Blog dedicated primarily to randomly selected news items; comments reflecting personal perceptions

Wednesday, October 29, 2008

Health Professionalism

It's no little bit disappointing, and a whole great bit of alarming that health professionals remain so carelessly ignorant of basic hygiene. In a profession where hygiene is the most elemental and critical weapon in the fight against disease and infection, it is no less than amazing to read, time and again, of the ignorance in good-practise techniques of doctors and nurses.

Both professions resulting in individuals engaged in one of society's most important tasks, to give healing attention to the ill, failing step one. Above all, in their care of the ill, to recognize the imperative to do no harm.

Medicine is, after all, the healing profession.
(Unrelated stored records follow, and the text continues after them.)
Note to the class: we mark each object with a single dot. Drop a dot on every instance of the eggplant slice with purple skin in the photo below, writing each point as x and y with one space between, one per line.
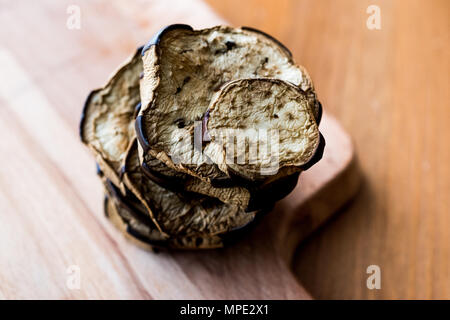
184 69
267 114
159 203
107 128
181 216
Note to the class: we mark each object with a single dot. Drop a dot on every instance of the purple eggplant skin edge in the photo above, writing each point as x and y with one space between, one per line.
157 37
281 45
88 100
318 154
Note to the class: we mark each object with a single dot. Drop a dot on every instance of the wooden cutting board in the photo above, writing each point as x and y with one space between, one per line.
52 229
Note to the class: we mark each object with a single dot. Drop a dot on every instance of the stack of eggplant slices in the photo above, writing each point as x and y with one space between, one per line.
199 133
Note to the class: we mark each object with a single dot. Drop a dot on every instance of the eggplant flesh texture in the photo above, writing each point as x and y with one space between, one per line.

Or so it is recognized to be, and then it hides itself occasionally under the mantle of sheer stupidity.

As, for example, the known proclivity of medical practitioners to ignore the first step of patient care; washing hands before approaching a new patient, after having left the bed of the previous patient.

And now, in Alberta, it has been revealed that at least one hospital has commonly engaged in a routine lack of hygiene care.

Re-using syringes in their application of administering medication through patients' intravenous lines. Syringes being used and re-used within the intravenous lines on bags of medication used to sedate during surgical procedures. Risking backflow into the IV bag.

And, through the practise of this sloppy kind of mechanical technique, doing potential harm to the patients who trust that the health professionals looking after them in a hospital setting know what they're doing, and are efficient, precise and trustworthy in their methodology.

Now the province's health services must contact those patients whose medical records in hospital indicate that they may have been exposed to HIV, hepatitis B and C infection. Hauling them back into the hospital for tests to determine their state of health due to exposure.

Little wonder there's a growing apprehension of hospital admission, and the allied worry of exposure to hospital-borne viruses and contracting diseases in the process.